Location
- 4525 E. Baseline Rd. Gilbert 85234 United States

Information
- School type: Charter
- Established: 2006
- Headmaster: Mark McAfee
- Grades: 6-12
- Enrollment: 410 students (2013-14)
- Colors: Dark green and black
- Mascot: Chargers
- Affiliation: Great Hearts Academies
- Website: areteprepacademy.greatheartsamerica.org

= Arete Preparatory Academy =

Charter school in Gilbert, Arizona, United States

Great Hearts Arete Preparatory Academy (formerly Mesa Preparatory Academy) is a charter school in Gilbert, Arizona. It is part of Great Hearts Academies.

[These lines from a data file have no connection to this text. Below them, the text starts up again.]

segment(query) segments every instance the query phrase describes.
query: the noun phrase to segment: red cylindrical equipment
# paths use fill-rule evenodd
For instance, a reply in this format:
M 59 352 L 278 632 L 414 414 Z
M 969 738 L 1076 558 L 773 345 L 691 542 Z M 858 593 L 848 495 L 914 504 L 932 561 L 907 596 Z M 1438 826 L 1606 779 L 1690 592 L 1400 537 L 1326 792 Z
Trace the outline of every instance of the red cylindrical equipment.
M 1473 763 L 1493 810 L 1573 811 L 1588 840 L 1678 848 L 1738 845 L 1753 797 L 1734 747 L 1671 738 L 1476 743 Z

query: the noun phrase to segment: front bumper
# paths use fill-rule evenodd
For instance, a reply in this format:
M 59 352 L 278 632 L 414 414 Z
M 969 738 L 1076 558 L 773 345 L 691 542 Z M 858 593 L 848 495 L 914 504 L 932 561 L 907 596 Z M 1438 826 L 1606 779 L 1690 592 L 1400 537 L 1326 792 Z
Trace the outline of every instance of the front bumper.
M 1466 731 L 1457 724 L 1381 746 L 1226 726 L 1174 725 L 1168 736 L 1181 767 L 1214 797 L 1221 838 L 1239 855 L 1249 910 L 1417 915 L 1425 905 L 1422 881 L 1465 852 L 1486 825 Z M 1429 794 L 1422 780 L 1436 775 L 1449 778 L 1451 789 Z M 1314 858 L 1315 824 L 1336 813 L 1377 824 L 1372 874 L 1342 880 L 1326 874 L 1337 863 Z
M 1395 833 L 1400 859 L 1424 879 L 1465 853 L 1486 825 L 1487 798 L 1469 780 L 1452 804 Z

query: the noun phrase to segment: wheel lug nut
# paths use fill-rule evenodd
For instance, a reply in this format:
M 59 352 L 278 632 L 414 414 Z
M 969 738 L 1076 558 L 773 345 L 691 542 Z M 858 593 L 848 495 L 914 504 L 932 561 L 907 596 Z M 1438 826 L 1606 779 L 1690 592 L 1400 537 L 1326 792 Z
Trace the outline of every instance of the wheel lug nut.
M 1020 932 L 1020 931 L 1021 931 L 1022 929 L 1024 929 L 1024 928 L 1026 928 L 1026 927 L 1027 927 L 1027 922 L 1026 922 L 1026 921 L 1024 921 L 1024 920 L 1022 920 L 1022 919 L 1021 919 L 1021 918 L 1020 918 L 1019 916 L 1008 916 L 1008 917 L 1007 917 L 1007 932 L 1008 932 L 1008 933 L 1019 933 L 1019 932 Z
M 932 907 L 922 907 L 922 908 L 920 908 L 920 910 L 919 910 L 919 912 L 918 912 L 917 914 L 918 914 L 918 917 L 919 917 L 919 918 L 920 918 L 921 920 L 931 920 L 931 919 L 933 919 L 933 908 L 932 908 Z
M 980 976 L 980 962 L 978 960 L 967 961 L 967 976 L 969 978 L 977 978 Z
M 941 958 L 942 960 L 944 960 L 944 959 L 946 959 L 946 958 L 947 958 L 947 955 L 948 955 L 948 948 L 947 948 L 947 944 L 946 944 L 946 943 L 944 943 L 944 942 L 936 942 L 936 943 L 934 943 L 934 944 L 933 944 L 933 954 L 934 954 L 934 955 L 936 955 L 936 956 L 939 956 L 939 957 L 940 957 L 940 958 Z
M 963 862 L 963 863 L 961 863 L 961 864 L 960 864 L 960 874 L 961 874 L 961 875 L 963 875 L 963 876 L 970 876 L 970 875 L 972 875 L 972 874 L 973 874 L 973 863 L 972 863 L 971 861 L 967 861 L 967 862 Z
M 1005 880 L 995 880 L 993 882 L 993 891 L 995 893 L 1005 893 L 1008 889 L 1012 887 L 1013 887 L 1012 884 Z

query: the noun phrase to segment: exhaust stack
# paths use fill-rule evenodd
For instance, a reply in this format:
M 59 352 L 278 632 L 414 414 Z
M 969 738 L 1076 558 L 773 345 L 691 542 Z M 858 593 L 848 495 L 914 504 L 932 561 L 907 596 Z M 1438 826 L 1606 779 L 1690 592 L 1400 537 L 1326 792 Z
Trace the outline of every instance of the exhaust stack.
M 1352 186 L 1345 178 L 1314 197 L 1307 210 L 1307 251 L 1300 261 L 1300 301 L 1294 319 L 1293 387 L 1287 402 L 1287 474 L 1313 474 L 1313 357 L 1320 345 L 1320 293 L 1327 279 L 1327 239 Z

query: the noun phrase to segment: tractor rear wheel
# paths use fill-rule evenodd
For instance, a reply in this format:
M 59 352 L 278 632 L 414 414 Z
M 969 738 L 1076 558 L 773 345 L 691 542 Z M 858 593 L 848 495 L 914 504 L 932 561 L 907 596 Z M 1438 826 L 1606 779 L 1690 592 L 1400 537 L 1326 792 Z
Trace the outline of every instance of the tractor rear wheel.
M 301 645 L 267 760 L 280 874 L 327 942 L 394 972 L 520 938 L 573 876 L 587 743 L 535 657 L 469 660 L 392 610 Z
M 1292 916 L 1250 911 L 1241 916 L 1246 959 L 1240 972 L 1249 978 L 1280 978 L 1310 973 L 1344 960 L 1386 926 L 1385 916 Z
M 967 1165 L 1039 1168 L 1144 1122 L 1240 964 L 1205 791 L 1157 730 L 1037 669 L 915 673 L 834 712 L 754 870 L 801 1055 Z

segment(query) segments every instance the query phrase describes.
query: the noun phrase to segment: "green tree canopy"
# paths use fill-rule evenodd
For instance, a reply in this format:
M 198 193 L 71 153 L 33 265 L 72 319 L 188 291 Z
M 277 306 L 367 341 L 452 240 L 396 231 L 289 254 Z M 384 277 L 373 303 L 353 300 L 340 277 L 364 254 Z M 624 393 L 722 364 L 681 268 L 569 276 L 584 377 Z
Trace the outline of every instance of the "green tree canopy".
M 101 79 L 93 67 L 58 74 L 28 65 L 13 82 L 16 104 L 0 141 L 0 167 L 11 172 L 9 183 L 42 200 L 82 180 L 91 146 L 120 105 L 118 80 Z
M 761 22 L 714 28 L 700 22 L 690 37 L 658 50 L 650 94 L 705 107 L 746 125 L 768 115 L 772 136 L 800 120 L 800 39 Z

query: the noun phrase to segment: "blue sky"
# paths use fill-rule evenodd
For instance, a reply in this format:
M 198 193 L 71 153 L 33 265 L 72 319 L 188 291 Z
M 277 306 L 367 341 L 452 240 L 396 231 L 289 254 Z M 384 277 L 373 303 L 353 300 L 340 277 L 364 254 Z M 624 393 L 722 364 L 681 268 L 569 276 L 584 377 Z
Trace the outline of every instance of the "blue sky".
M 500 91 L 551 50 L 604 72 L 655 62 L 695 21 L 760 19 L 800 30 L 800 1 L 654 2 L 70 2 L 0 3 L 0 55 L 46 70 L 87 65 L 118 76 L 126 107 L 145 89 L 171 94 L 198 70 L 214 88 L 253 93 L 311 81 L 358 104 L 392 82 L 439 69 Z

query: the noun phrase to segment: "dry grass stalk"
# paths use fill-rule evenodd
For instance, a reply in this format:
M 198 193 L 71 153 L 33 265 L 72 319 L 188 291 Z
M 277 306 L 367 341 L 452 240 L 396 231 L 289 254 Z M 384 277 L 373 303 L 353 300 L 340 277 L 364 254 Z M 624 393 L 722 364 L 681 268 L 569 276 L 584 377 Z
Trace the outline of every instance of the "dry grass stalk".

In 2014, the school moved to a location in Gilbert. The school changed its name to Great Hearts Arete Prep and its mascot from Monsoons to Chargers.

==Curriculum==
The school's curriculum places a heavy emphasis on the Greco-Roman world and classical studies, with students studying Latin in middle school and, if elected, Greek in high school.

==Athletics==
Arete Prep (while under the Mesa Prep name) became a full member of the Arizona Interscholastic Association for high school athletics in the 2012-13 school year.

In May 2012, Mesa Preparatory Academy won the Charter Athletic Association state baseball championship, after Our Lady of Sorrows Academy in Phoenix, a traditionalist Catholic school affiliated with the Society of St. Pius X, refused to play in (and thus forfeited) the championship game against Mesa Prep because MPA's team included a female infielder.